A practical fine-tuning checklist:
| Step | What to verify |
|---|---|
| 1 | Camera order matches inference: left wrist, high, right wrist |
| 2 | State dimension matches processor statistics |
| 3 | Action dimension matches the controller |
| 4 | Action convention is clear: absolute joint, relative joint, or end-effector delta |
| 5 | Prompt wording is consistent between training and inference |
| 6 | Failed or incomplete episodes are filtered |
| 7 | Actions replay correctly offline before policy rollout |
Deploy on a low-cost robot arm
OpenEAI-VLA returns an action chunk, but motors need smooth continuous commands. The paper uses FF-PID, dynamics feedforward, and three-point rolling Bezier action chunking to reduce discontinuities at chunk boundaries. If you use a different arm, you still need a safety/controller layer between the policy and the motor drivers:
OpenEAI-VLA action chunk
|
v
action clipping + rate limit
|
v
joint limit check + collision zone check
|
v
trajectory smoothing
|
v
low-level position/velocity/torque controller
|
v
robot arm
Do not send raw model outputs directly to motor drivers without checks. Low-cost arms have backlash, latency, servo saturation, and calibration error.

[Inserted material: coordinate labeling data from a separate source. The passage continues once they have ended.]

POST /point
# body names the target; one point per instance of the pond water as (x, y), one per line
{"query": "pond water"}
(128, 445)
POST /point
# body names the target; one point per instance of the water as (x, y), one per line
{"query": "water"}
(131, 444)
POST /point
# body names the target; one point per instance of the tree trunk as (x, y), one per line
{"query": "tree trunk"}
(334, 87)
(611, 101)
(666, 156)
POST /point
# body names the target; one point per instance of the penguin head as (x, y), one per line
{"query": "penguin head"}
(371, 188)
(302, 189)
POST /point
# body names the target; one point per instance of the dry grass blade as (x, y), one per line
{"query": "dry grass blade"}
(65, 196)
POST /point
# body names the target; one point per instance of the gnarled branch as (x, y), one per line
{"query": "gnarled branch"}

A policy can be mathematically correct and still fail physically if the execution layer is rough.
A safer staged test:
- Run the server with real cameras but robot disabled; log predicted actions.
- Replay actions in simulation or a dry-run visualizer.
- Enable the robot at low speed with a constrained workspace.
- Test a narrow prompt such as "move to home" or "pick the cup".
- Increase speed only after action chunks are smooth and joint limits are respected.
If you are building around LeRobot or OpenArm, compare this workflow with the data collection and action normalization articles listed in the related posts section.
Common failure modes
| Symptom | Likely cause | Fix |
|---|---|---|
| CUDA out of memory | F32 checkpoint, high denoise count, large model | Use more VRAM, reduce denoise steps, check dtype |
ModuleNotFoundError |
Editable install missing | Run pip install -e . inside the repo |
| Wrong action shape | Dataset statistics do not match | Inspect meta files, state_dim, and action_dim |
| Robot jerks at chunk boundaries | No smoothing layer | Add interpolation and rate limiting |
| Prompt appears ignored | Prompt templates are inconsistent or sparse | Normalize instruction templates |
| Policy stays still | Normalization or camera order is wrong | Log processed batches before inference |
When should you use OpenEAI-VLA?
Use OpenEAI-VLA if you want an open VLA stack for learning, fine-tuning, and deploying manipulation policies with cameras, language, and robot state. It is especially useful for small labs because the code, checkpoint, dataset format, and control discussion are all public. It is also a good baseline if you want to compare against π0, OpenVLA, ACT, or other VLA families under your own pipeline.
Do not treat the pretrained checkpoint as a universal plug-and-play controller for any arm. VLA policies are highly embodiment-dependent. Camera placement, action representation, gripper behavior, calibration, and controller dynamics matter as much as model architecture. If your arm has one camera instead of three, a different gripper, or a different action space, you will need adapters and fine-tuning data.
The short version: OpenEAI-VLA is valuable because it turns "how do I train a paper-grade VLA?" into a concrete open pipeline. Beginners should start by running the inference server and a dummy request. Teams with real hardware should collect 20-100 clean demonstrations for one narrow task before attempting multi-task or deformable-object deployment.